The highest accuracy for predicting the performance of crossbred sows was observed when training was done on crossbred data (Table 4), for which the GS and BS models resulted in similar prediction accuracies. For LS, when training was done on crossbred data, prediction accuracy was the same for the GS DGV and the total BS DGV (0.23 ± 0.08). For GL, when training was done on crossbred data, similar prediction accuracies were obtained for the total BS DGV and the GS DGV (0.53 ± 0.08 and 0.52 ± 0.08, respectively). For both traits, the BS DGV based on the LW alleles resulted in higher prediction accuracies than the BS DGV based on the LR alleles (0.21 ± 0.08 vs. 0.12 ± 0.09 for LS; 0.43 ± 0.08 vs. 0.34 ± 0.09 for GL).
Table 4

Prediction accuracy of performance of crossbred sows for gestation length and litter size

Modela

Trainingb

Accuracyc

SDd

Litter size

 GS

LW

0.06

0.10

LR

0.07

0.11

F1

0.23

0.08

 BS

LW

0.06

0.11

LR

0.06

0.13

LW and LR*

0.09

0.12

F1LW

0.21

0.08

F1LR

0.12

0.09

F1LW and F1LR*

0.23

0.08

Gestation length

 GS

LW

0.42

0.08

LR

0.30

0.09

F1

0.52

0.08

 BS

LW

0.39

0.08

LR

0.23

0.10

LW and LR*

0.45

0.08

F1LW

0.43

0.08

F1LR

0.34

0.09

F1LW and F1LR*

0.53

0.08

* Predicted direct genomic value was the “total direct genomic value” (sum of the breed-specific direct genomic values)
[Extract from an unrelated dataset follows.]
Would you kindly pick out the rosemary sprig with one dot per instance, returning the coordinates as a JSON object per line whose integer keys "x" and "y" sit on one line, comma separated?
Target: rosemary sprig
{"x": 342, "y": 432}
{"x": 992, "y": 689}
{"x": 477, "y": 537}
aGS, traditional genomic selection model; BS, model that accounts for breed-specific effects

bLW, Large White; LR, Landrace; F1, two-way crossbred; F1LW, alleles of the F1 population inherited from the LW population; F1LR, alleles of the F1 population inherited from the LR population. Training populations in each replicate were defined as a random set of 90% (N = 832) of the animals used for the estimation of variance components

cAverage of the 40 replicates; accuracy was defined as the correlation between the direct genomic values of the validation population [random set of 10% (N = 92) of the crossbred animals used for the estimation of variance components] and their average pre-adjusted phenotypes in each replicate

dStandard deviation over replicates; the highest accuracies for each model and trait are indicated in bold

Discussion

In this study, we showed, that, for LS and GL, the same SNP allele in the F1 population can contribute differently to the additive genetic variance depending on its breed origin (Table 3) and that accounting for this difference only has a small impact on prediction accuracy (Table 4). The standard errors of the breed-specific variance estimates were rather high, as expected with a small dataset (N = 924), especially for LS, for which it reached 43% of the variance estimate (Table 3) and, thus, these results must be considered carefully. While standard errors can increase due to inaccurate determination of the breed origin of alleles, this increase is expected to be limited because a stringent quality control was applied to the phased genotypes.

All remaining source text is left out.